If this line of reasoning is correct, then the reason that preference utilitarianism seems so intuitively persuasive is that since most of our moral reasoning deals with humans, most of the time maximizing whatever a human being prefers is pretty much guaranteed to achieve a great many of those human values. For this reason, “human values utilitarianism” and preference utilitarianism generate the same answers in most real-world scenarios. However, there might be a few values that human beings are theoretically capable of having, but aren’t morally good to maximize. I think one of these morally bad preferences is sheer total malevolence, where you hate someone and want to hurt them as an end in itself.
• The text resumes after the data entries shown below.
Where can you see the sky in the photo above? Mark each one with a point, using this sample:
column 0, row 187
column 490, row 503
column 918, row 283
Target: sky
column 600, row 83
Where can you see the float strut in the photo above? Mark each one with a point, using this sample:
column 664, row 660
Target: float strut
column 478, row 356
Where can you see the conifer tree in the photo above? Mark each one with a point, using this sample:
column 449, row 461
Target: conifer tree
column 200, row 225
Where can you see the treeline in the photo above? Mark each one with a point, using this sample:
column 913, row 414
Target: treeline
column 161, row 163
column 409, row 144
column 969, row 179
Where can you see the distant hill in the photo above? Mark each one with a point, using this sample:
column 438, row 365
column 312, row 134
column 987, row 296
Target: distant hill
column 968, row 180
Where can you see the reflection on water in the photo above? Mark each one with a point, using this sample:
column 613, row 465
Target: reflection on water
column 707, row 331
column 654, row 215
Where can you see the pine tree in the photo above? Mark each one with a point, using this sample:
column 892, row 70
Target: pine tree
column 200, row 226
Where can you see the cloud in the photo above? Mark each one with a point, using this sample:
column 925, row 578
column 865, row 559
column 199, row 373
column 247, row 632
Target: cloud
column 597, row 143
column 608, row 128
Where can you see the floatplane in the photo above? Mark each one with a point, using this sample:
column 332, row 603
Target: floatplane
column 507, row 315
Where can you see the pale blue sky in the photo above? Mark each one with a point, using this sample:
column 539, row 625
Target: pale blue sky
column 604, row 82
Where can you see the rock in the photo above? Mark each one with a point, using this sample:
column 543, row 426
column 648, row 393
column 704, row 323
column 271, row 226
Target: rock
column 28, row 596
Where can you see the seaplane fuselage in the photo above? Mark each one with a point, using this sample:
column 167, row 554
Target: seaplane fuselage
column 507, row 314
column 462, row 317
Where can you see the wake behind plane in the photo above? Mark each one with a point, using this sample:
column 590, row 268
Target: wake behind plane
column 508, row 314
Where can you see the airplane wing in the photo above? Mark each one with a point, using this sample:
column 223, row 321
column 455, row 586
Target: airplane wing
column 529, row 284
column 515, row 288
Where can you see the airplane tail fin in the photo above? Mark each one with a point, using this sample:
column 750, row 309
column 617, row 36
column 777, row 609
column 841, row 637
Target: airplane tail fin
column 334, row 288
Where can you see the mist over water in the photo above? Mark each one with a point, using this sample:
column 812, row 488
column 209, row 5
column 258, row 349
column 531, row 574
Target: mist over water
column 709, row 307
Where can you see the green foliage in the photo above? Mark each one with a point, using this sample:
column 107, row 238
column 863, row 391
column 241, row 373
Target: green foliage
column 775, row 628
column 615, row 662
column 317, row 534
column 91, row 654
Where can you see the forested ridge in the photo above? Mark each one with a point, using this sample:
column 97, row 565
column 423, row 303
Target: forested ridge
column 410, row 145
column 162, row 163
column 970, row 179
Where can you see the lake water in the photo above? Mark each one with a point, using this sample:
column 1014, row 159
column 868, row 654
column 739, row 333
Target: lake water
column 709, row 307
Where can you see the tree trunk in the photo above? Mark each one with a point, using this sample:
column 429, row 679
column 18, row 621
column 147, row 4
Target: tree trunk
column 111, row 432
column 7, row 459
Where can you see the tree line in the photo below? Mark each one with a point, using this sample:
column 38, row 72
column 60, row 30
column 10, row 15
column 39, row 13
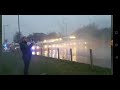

This theory would also explain why people feel that it would be a bad thing if an AI were to kill/sterilize all the human beings in existence and replace them with creatures whose preferences are easier to satisfy. Such action would result in increased preference satisfaction, but they’d be the wrong kind of preferences, they wouldn’t be positive human values. (Please note that though I refer to these as “human values,” I am not advocating specieism. A nonhuman creature who had similar values would be just as morally significant as a human)
This gets a little more complicated if we change the thought experiment slightly and assume that the Nazi’s Jew-hatred is ego-dystonic rather than ego-syntonic. That is, the conscious rational, “approving” part of their brain doesn’t want to hurt Jews, but the subconscious “liking” parts of their brains feel incredible pain and psychological distress from knowing that Jews exist. We assume that this part of their brain cannot be changed.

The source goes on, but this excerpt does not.